« Je m’en souviens comme si c’était hier », confie Leila Shahid [1] , qui fut l’une des premières, avec son ami l’écrivain Jean Genet, à pénétrer dans les camps après le massacre. Elle témoigne :
« Le 18 septembre 1982, vers 22 heures, on frappe à la porte de l’appartement de ma mère. C’est une infirmière norvégienne, Ann Sundae, chassée avec son équipe du camp de Chatila où, raconte-t-elle épouvantée, une terrible tuerie s’est produite. Notre maison se trouve face au consulat de France : aussitôt, je l’emmène chez le consul, Daniel Husson. »
Il y a des diplomates courageux. À cinq heures du matin, Daniel Husson se rend à Chatila, dont il revient livide : « C’est bien pire qu’Ann ne l’a dit. »

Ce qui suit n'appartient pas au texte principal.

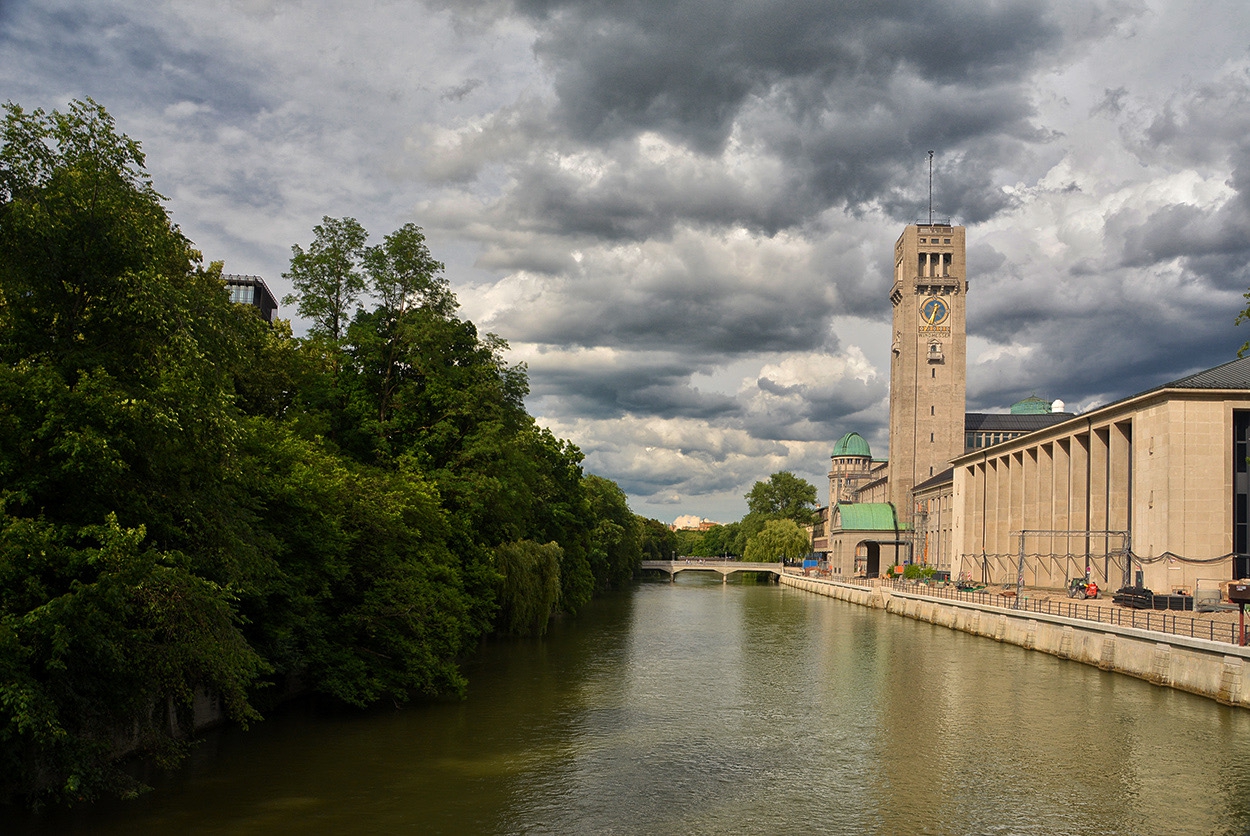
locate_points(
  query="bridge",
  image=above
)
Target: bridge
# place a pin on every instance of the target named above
(725, 567)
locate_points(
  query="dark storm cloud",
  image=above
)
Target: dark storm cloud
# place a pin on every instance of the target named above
(116, 58)
(608, 391)
(850, 96)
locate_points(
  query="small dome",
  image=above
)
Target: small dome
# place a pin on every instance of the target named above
(1031, 405)
(851, 444)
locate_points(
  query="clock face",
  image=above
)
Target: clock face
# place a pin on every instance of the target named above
(934, 311)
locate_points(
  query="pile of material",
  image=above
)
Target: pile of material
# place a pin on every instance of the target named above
(1139, 597)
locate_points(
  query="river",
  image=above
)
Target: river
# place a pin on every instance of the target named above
(699, 707)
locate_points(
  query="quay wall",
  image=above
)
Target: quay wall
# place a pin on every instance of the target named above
(1215, 670)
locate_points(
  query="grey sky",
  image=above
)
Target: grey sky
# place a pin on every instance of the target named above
(680, 214)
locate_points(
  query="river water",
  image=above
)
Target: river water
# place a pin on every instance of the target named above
(699, 707)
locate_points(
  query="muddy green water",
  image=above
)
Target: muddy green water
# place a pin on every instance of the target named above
(696, 707)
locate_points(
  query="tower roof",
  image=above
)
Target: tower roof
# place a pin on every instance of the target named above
(868, 516)
(851, 444)
(1031, 405)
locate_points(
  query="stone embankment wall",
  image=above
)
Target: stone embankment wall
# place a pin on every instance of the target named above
(1211, 669)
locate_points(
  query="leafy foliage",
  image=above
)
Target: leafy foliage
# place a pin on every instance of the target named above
(776, 540)
(783, 496)
(530, 585)
(196, 502)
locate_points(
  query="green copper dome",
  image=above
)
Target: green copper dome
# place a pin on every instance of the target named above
(851, 444)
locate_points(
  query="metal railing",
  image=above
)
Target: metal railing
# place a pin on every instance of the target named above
(1154, 620)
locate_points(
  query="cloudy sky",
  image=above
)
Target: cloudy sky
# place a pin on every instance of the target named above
(680, 214)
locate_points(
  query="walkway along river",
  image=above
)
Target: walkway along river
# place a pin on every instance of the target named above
(708, 707)
(1211, 669)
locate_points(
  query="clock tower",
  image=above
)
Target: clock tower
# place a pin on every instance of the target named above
(928, 361)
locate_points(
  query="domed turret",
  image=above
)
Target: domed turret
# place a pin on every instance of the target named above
(851, 444)
(850, 466)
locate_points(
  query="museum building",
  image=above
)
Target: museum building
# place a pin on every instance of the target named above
(1151, 489)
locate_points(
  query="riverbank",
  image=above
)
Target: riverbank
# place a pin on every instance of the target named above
(1210, 669)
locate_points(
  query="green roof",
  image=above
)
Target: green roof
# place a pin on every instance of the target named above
(851, 444)
(869, 516)
(1033, 405)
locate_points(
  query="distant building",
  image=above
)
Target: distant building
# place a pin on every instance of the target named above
(691, 522)
(251, 290)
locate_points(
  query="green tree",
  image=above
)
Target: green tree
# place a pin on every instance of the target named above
(123, 536)
(328, 276)
(529, 586)
(616, 541)
(784, 496)
(778, 540)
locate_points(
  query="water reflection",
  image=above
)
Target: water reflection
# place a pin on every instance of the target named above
(699, 707)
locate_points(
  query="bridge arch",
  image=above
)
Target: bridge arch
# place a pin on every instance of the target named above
(725, 567)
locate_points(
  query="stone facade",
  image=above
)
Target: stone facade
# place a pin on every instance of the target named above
(1153, 487)
(928, 360)
(1153, 475)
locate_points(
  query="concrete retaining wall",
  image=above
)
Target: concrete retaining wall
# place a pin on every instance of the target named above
(1209, 669)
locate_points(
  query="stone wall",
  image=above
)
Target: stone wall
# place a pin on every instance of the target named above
(1211, 669)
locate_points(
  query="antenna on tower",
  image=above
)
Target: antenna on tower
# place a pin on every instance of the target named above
(930, 188)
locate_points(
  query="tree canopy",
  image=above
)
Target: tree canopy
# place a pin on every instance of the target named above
(191, 500)
(783, 496)
(778, 540)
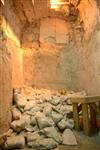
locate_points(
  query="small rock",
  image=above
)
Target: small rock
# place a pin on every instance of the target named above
(51, 132)
(36, 109)
(47, 110)
(62, 124)
(42, 120)
(29, 105)
(70, 123)
(44, 144)
(56, 100)
(32, 137)
(69, 138)
(10, 131)
(15, 142)
(29, 128)
(56, 116)
(18, 125)
(33, 121)
(21, 101)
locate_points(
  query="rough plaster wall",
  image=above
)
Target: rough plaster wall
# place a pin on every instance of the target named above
(10, 67)
(12, 24)
(16, 63)
(63, 60)
(5, 85)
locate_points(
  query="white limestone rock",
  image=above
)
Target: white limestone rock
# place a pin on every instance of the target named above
(62, 124)
(18, 125)
(42, 120)
(29, 105)
(47, 109)
(69, 138)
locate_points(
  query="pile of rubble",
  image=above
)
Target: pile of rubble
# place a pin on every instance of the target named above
(41, 119)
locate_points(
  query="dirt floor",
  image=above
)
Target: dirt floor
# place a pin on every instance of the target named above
(84, 142)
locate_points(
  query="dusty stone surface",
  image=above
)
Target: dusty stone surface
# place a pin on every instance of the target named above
(15, 142)
(42, 117)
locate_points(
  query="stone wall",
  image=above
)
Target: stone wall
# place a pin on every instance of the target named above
(65, 54)
(10, 68)
(5, 80)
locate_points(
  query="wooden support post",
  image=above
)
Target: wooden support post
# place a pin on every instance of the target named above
(86, 124)
(76, 116)
(93, 119)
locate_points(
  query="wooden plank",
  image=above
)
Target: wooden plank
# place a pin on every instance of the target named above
(76, 116)
(85, 99)
(86, 124)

Tandis que le consul informe l’AFP et la Croix-Rouge, Leila Shahid décide d’aller sur place. « Je ne voulais pas que Jean, malade, m’accompagne. Mais rien n’y fait : comme s’il tenait à boucler la boucle de son engagement aux côtés des Palestiniens, commencé en 1970 en Jordanie. Quatre heures durant, nous enjambons des cadavres. De retour, il s’enferme dans sa chambre. Lorsque, quelques jours plus tard, il repart, je lui dis : “Ne prends pas de notes avec toi, tu pourrais tomber sur un barrage phalangiste.” “Ne t’inquiète pas, répond-il, je l’ai détruit”. Et d’ajouter, l’index montrant son front : “Tout est là”. Un mois après, à Paris, il me tendra un texte dactylographié : Quatre heures à Chatila. [2] »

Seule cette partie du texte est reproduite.